Dans le numéro Edge of Spider-Geddon #1 - la série qui devait préparer la sortie du deuxième "Spider-Verse" des comics - le personnage de Spider-Punk affrontait un certain Kang the Conglomerator, lecture parodique et ultracapitaliste du tyran venu du futur, pas si éloignée de profils types de producteurs à la Kevin Feige. Kang débarquait dans le quotidien du Spider-Man de cette réalité parallèle pour lui expliquer que, longtemps après sa mort, le héros avait été transformé en un produit de grande consommation. Des t-shirts Spider-Punk, des peluches Spider-Punk, des comics Spider-Punk, et bien entendu, des films. Des tonnes de films.
Le bon Jed Mackay, à l'écriture du numéro, avait pris le pari de se foutre de la gueule de cette logique de marchandisation des idéaux - au sein même d'un crossover produit par un géant du divertissement en vue de décliner un personnage populaire, de créer de nouveaux spin-offs, goodies, toute la panoplie. Un façon intelligente de critiquer l'accélérationnisme de ces dernières années autour de Spider-Man (devenu en peu de temps l'un des héros qui coûte le plus cher à son lectorat) et le cynisme des entreprises dans le climat actuel. Un peu comme quand Amazon produit The Boys ou que Disney puise dans l'imaginaire de la scène punk britannique pour son remake en images réelles de Cruella, avec des vedettes d'Hollywood et un personnage qui devrait normalement représenter la cruauté animale à l'échelle des plus fortunés.
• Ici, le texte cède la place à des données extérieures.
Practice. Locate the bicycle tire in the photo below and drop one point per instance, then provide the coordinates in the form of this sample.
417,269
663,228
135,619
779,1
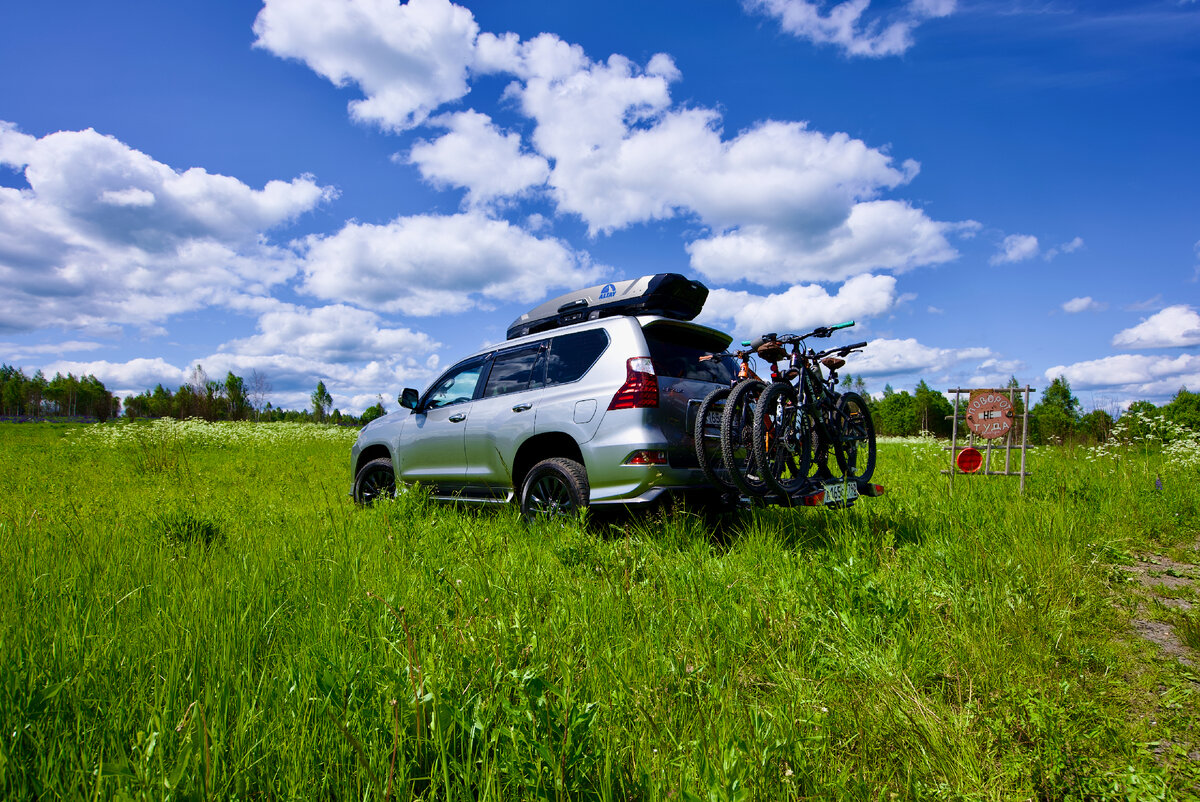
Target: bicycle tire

A l'époque de Edge of Spider-Geddon #1, le renversement de perspective avait en plus l'intérêt de passer par les dessins de Gerardo Sandoval. L'artiste empruntait aux héros des premières années d'Image Comics, une boîte fondée par des artistes épris de liberté, fatigués de se faire exploiter par leur ancien employeur, pour construire sa New York de la Terre-Punk et son Hulk à crête. Cette tactique de l'arroseur arrosé aurait pu suffire à enterrer pour de bon toute envie de ramener le Spider-Punk, un héros naturellement opposé à l'idée que l'on fasse du pognon sur le dos de sa croisade anarchiste.
Mais, Marvel reste Marvel. Puisque certains commercialisent des t-shirts à l'effigie du Che Guevara fabriqués à pas cher par des mômes dans un pays chaud, La Maison des Idées a simplement décidé de hausser les épaules. D'abord parce que personne ne s'illusionne encore au sujet de l'éthique de Nick Lowe ou de son tonton Chester, et surtout parce que : le marché existe. La preuve, vous allez sûrement acheter le numéro, regardez, les dessins sont sympas.
Spider-Punk #1 est attendu pour ce mercredi 6 avril 2022, avec Cody Ziglar au scénario, Justin Mason sur les intérieurs, et des couvertures d'Olivier Coipel, Takashi Okazaki, Todd Nauck, Maria Wolf et Mike Del Mundo.